Originally Posted by dogememe
Originally Posted by Patman
Originally Posted by loneryder
Why 16 and not 15 or 10? Where did they come up with 16?


I'm guessing they did it to avoid confusion with oils that have viscosities that begin with 10w or 15w.


This is an interesting point. Several times have people bought 20w-50 instead of 0w-20 or 5w-20 because "it has 20 in it" I try to tell people they have the wrong thing before they pour 20w-50 into a new-ish car but most people don't care.


Per the early papers, that's exactly it they wanted to steer away from the 5s and 10s and confusion.
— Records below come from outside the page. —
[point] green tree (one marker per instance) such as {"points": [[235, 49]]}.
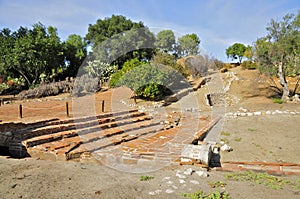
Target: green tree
{"points": [[188, 45], [7, 40], [75, 53], [116, 39], [165, 40], [278, 52], [32, 52], [236, 51], [249, 52], [163, 58]]}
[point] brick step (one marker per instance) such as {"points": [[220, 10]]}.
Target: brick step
{"points": [[71, 133], [58, 145], [55, 150], [109, 132], [107, 142], [73, 126]]}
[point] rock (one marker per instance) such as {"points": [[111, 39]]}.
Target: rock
{"points": [[243, 109], [226, 147], [169, 191], [194, 182], [296, 98], [13, 185], [189, 171], [152, 193], [249, 114], [243, 114], [170, 182], [257, 113], [201, 173], [174, 187], [223, 70], [166, 178], [180, 176], [202, 153]]}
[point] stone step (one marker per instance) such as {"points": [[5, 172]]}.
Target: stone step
{"points": [[72, 124], [75, 126], [59, 145], [55, 150], [107, 142], [84, 129]]}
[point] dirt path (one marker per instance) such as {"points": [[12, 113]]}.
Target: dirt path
{"points": [[30, 178], [271, 138]]}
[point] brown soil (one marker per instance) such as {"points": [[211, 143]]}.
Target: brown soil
{"points": [[273, 138]]}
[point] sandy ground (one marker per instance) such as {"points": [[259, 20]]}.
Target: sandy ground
{"points": [[28, 178], [273, 138]]}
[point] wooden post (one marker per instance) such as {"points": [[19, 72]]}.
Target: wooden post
{"points": [[21, 111], [67, 108], [102, 109]]}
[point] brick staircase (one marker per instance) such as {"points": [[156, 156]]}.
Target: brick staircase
{"points": [[69, 139]]}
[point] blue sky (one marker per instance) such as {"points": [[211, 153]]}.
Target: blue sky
{"points": [[218, 23]]}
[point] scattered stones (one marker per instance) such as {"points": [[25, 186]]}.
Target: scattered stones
{"points": [[194, 182], [170, 191], [13, 185], [258, 113], [189, 171], [201, 173], [170, 182], [226, 147], [180, 176], [166, 178]]}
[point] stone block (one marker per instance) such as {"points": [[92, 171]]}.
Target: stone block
{"points": [[202, 153]]}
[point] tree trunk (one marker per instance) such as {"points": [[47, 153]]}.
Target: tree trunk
{"points": [[286, 90]]}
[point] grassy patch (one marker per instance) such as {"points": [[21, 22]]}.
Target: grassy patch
{"points": [[257, 145], [225, 133], [277, 100], [201, 195], [146, 178], [217, 184], [297, 184], [226, 141], [259, 178]]}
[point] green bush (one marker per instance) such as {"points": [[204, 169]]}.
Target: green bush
{"points": [[277, 100], [146, 178], [201, 195], [148, 81], [249, 65]]}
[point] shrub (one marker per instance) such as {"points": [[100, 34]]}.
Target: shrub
{"points": [[277, 100], [148, 81], [146, 178], [47, 90], [249, 65], [201, 195], [86, 84]]}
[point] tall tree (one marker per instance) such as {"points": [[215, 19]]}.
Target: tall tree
{"points": [[236, 51], [116, 39], [75, 53], [33, 52], [165, 40], [278, 52], [188, 45], [249, 52]]}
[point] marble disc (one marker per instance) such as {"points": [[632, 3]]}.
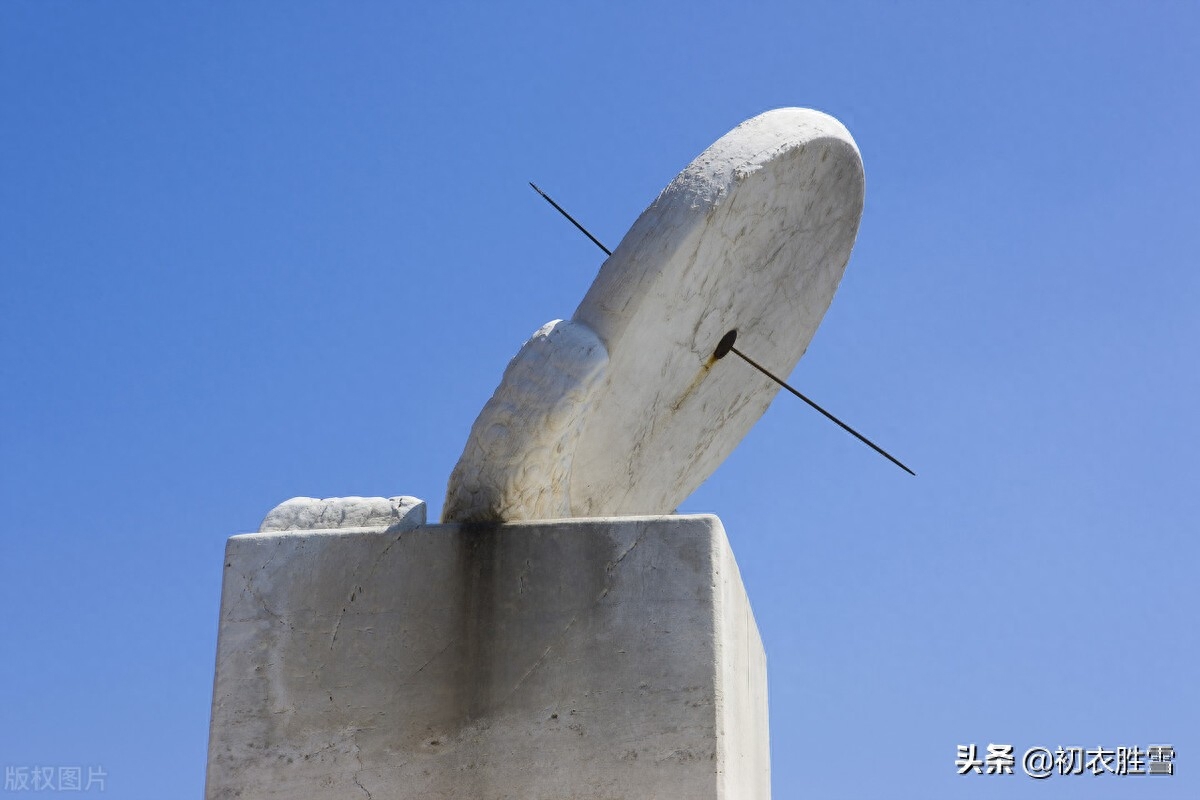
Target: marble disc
{"points": [[624, 409]]}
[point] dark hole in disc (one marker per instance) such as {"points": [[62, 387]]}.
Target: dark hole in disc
{"points": [[725, 344]]}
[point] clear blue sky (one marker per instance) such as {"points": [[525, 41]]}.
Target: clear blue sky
{"points": [[253, 251]]}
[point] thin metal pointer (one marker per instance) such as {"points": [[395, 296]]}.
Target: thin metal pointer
{"points": [[726, 346], [563, 211]]}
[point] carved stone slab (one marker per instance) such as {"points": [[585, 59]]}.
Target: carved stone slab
{"points": [[623, 409]]}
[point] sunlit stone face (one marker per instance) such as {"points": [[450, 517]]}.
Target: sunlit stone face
{"points": [[753, 236]]}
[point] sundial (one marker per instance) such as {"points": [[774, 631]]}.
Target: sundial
{"points": [[365, 651], [628, 407]]}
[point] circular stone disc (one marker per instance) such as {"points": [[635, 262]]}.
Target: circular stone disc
{"points": [[754, 236]]}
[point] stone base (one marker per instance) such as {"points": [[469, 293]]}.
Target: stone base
{"points": [[583, 659]]}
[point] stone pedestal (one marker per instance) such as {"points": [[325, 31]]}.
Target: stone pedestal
{"points": [[583, 659]]}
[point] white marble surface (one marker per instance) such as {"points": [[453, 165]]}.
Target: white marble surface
{"points": [[754, 236], [582, 660], [313, 513]]}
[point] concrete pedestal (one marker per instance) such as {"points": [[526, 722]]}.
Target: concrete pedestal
{"points": [[585, 659]]}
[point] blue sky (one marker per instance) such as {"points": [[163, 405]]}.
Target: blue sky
{"points": [[253, 251]]}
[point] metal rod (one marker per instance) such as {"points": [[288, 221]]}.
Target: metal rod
{"points": [[726, 346], [828, 415], [574, 221]]}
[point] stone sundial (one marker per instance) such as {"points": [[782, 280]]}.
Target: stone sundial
{"points": [[600, 645], [627, 408]]}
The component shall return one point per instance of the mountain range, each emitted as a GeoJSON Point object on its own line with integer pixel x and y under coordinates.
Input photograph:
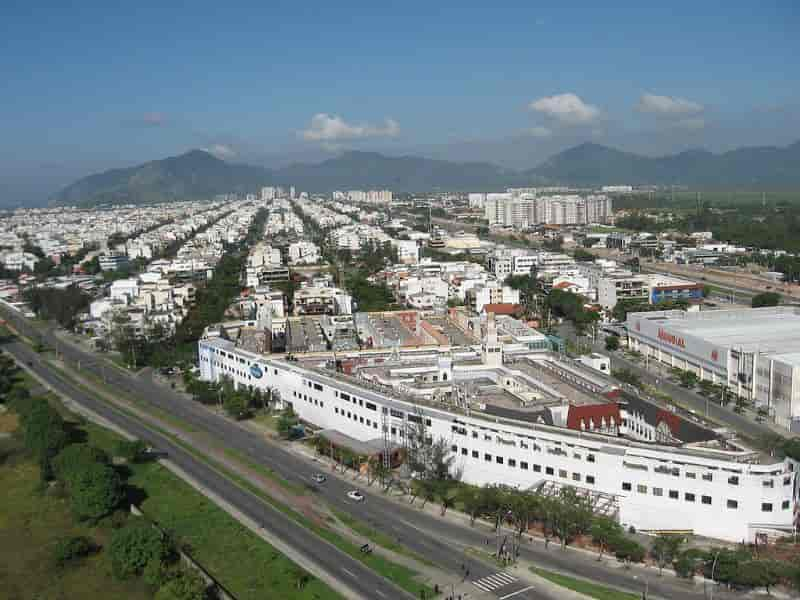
{"type": "Point", "coordinates": [198, 174]}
The 20, 30, 40, 50 were basically (and loosely) bsed on time to flow through a particular viscometer, and in the 20 range, as there are a lot less seconds than at 50, the band became ridiculously broad (20s never used to be ABLE to shear out of grade).
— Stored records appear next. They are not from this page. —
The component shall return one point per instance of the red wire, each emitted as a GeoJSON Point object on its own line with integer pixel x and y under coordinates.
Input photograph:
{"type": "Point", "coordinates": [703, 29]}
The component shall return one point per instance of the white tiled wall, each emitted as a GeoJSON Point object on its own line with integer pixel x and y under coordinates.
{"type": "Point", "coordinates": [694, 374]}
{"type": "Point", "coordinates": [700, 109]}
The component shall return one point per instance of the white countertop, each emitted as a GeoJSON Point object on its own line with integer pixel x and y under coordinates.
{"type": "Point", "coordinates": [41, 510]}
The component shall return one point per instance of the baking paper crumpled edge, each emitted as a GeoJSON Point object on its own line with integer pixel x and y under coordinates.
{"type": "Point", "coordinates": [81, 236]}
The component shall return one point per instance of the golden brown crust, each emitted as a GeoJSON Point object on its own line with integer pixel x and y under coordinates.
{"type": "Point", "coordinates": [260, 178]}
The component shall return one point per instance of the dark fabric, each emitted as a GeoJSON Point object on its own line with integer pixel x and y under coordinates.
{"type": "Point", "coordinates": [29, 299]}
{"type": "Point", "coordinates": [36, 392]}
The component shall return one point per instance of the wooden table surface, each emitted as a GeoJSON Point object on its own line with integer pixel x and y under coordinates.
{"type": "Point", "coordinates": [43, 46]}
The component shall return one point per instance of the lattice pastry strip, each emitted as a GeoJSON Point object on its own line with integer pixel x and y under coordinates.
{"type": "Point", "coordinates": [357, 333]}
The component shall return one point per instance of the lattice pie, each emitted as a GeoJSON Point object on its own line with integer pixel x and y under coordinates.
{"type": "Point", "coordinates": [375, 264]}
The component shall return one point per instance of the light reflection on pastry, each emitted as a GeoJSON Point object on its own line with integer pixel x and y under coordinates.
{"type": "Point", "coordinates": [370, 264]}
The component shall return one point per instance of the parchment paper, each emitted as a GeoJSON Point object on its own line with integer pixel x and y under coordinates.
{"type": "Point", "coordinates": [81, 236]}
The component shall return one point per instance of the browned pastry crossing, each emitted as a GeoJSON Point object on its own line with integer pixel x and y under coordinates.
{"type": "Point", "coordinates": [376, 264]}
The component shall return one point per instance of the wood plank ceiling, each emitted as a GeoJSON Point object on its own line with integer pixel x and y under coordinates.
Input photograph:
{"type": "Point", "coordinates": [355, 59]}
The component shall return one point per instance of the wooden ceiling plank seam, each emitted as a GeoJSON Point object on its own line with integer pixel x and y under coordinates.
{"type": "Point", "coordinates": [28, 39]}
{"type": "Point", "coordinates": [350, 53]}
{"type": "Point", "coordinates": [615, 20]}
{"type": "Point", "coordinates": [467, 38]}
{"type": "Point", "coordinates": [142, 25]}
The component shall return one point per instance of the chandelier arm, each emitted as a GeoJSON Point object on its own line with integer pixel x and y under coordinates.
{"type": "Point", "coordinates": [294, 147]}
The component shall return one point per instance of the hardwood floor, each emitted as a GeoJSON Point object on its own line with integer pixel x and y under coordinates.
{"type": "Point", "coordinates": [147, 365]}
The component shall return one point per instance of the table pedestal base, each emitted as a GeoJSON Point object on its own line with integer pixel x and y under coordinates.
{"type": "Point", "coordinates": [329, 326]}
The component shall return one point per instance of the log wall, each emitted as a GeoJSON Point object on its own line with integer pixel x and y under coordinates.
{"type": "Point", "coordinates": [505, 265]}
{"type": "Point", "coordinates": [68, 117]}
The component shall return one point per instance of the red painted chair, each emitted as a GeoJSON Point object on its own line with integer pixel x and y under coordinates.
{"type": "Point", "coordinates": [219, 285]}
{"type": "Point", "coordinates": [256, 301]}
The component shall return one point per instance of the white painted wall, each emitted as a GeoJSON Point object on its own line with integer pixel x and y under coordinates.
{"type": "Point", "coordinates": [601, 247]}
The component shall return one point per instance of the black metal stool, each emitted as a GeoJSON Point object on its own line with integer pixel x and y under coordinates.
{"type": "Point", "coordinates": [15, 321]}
When they introduced the sub 20 grades, they narrowed the 20 (now they drop out of grade), introduced the new grades, and allowed them to overlap in their KV100s (HTHS is where it's at...and no, I'm not going to take the OP's silly little pokes to start more arguments...it's unbecoming to deliver the jabs, which have no place in a product discussion, and would only lead to the inclusion of "scary" papers and science, which StevieC believes has no place on BITOG).

Following is a chart demonstrating what I mentioned about the overlap in the new grades...all those with weak constitutions, and an overly developed fright response please look away...

2015 J300.jpg
 
Originally Posted by Direct_Rejection
Patman.

LOL. Everyone knows about German Castrol.
Yes, i have been lurking, and have a pretty good understanding of BITOG and motor oil.
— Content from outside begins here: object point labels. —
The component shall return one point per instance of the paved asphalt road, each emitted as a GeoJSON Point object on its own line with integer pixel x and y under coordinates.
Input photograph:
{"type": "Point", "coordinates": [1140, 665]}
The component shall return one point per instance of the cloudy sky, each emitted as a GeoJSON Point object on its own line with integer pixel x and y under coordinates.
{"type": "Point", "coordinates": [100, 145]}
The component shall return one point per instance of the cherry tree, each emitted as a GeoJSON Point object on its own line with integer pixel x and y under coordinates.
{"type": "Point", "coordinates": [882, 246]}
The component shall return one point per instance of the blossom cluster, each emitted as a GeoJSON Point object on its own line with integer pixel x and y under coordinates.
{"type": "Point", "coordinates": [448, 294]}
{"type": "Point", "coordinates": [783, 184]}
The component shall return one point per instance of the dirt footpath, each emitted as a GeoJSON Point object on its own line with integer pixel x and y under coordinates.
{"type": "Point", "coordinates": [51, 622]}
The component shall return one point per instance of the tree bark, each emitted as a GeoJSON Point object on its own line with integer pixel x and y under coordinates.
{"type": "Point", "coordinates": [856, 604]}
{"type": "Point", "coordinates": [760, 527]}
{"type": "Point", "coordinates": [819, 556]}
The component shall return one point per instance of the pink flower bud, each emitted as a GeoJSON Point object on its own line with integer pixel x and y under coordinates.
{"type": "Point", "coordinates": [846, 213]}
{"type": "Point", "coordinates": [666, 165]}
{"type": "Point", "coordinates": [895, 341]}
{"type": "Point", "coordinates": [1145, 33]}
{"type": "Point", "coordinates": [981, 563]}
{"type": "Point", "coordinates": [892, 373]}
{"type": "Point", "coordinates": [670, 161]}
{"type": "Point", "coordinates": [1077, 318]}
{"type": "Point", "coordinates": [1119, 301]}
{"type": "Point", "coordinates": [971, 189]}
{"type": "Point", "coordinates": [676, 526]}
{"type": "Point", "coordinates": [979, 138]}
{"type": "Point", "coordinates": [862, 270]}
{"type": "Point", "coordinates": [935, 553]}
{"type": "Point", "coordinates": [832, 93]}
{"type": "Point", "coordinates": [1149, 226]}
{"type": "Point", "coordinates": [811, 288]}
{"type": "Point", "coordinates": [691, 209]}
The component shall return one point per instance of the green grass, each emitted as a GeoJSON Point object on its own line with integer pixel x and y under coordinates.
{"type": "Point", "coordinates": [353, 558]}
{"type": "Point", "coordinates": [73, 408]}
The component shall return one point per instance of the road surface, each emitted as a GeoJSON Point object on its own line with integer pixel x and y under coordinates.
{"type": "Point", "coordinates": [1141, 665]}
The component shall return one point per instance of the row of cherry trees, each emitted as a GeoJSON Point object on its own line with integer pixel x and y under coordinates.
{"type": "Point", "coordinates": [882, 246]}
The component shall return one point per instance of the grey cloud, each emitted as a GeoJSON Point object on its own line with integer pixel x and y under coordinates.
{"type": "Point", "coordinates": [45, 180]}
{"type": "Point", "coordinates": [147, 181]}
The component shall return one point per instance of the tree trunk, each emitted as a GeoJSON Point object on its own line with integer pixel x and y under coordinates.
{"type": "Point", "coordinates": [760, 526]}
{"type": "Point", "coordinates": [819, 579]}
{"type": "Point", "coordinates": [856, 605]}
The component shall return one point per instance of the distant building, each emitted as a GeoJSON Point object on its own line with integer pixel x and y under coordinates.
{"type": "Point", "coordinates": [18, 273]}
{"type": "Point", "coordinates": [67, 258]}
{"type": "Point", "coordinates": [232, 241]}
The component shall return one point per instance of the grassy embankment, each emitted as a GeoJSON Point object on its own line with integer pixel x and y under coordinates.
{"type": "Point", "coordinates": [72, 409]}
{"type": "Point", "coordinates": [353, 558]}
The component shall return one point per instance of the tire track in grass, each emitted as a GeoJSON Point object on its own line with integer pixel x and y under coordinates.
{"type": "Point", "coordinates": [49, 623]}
I figured you might have been a long time lurker
cheers3.gif
 
Originally Posted by loneryder
Why 16 and not 15 or 10? Where did they come up with 16?


That way you won't confuse your customer into buying 15w40 or 10w30 by accident.
 
Originally Posted by ZeeOSix
Originally Posted by StevieC
There is a difference.
wink.gif



You're straw maning again. You just like to start these kinds of threads to wait and see the thick vs thin comments come out (as you eluded to with other comments) ... then always throw in a "disclaimer" that it's not "meant to be that". Guess everyone has their own way of getting their kicks ... carry on.
lol.gif




I will give a REAL WORLD data point.

NONE of our Japanese cars that ran and spec'd a 20 GRADE made it past 55K in good health.
Mostly Subarus driven CONSERVATIVELY by my wife with a sprinkling of Honda driven HARD by the Author.

My Nissan is doing well on majority synthetic 10w30. Its specs 5W30.


What does this mean?

It wasnt a FORD that runs well on 20 grade
smile.gif
like my old 2001 Bullitt that Loved the stuff.